Eastman Kodak is among those firms that count their participation in the Fair as "a profitable business investment."

Lincoln V. Burrows, director of world's fair planning for the company, siad that more than 4 million persons visited the Kodak Pavilion during the first 90 days of the Fair.

The Kodak Pavilion has placed consistently among the top ten exhibits in a popularity poll conducted weekly by the New York World's Fair Corporation.

"More than 70 per cent of the family groups that visit the Pavilion carry at least one camera with them," Burrows noted. He called the Fair "one of the most photographed events in history.

"Every time a shutter clicks at the Fair the photographic business gets another boost," Burrows said. "And the photos made at the fair mean more than immediate film sales and photofinishing. When the visitor returns home and shows his slides, prints, and movies he is promoting photography in a substantial way.

"Dealers, distributors, photofinishers, and other business customers are enthusiastic about the Kodak Pavilion and the company's World's Fair promotions," he said. "They anticipate, as we do, that the Fair and Kodak's participation will result in better business."

Burrows said he would not relate the company's participation in the Fair to specific gains in Kodak sales, but he did note that "Sales and earnings by the company's U.S. units were at record levels during April, May, and June.

Consolidated sales by Kodak's U.S. units in the second quarter of 1964 totaled $278,995,610, the highest in the company's history. Earnings for the quarter also set record highs.

The Kodak executive spoke also of other benefits to Kodak as a result of the World's Fair.

"The fair gives us a rare opoortunity to shake hands with those who use our products and those who are prospective customers," Burrows said.

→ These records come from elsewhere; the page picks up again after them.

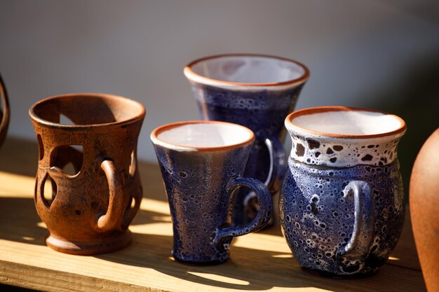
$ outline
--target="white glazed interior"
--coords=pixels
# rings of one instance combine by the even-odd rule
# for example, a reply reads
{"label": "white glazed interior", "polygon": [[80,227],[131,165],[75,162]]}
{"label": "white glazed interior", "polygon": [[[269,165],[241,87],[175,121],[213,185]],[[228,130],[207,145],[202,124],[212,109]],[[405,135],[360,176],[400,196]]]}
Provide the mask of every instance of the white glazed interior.
{"label": "white glazed interior", "polygon": [[402,126],[393,115],[365,111],[316,113],[299,116],[291,122],[312,131],[349,135],[388,133]]}
{"label": "white glazed interior", "polygon": [[191,69],[203,77],[239,83],[281,83],[305,74],[295,62],[263,56],[212,57],[195,63]]}
{"label": "white glazed interior", "polygon": [[405,125],[396,116],[377,111],[312,111],[285,119],[292,141],[290,158],[315,165],[383,166],[397,159]]}
{"label": "white glazed interior", "polygon": [[189,148],[224,147],[241,144],[252,137],[248,129],[227,123],[183,124],[157,134],[163,142]]}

"Like other firms represented at the Fair," he said, "we are intersted in telling the company story in a way that will help people to know us better," he continued.

"That objective is being met," he said. "Our market research people tell us that thousands of visitors to the Kodak Pavilion are learning, for the first time, of the company's size, scope, and diversification."

The Kodak Pavilion has been called the most complete and colorful exhibit ever assembled to display photography's pervasive scope. Visitors learn there that Kodak's interests extend far beyond the manufacture of cameras and roll film to chemicals, plastics, fibers, and a variety of products and processes that serve business, industry, medicine, science, and defense.

"We believe that our investment in the Fair -- upwards of $10 million -- will continue to produce a good return," he concluded.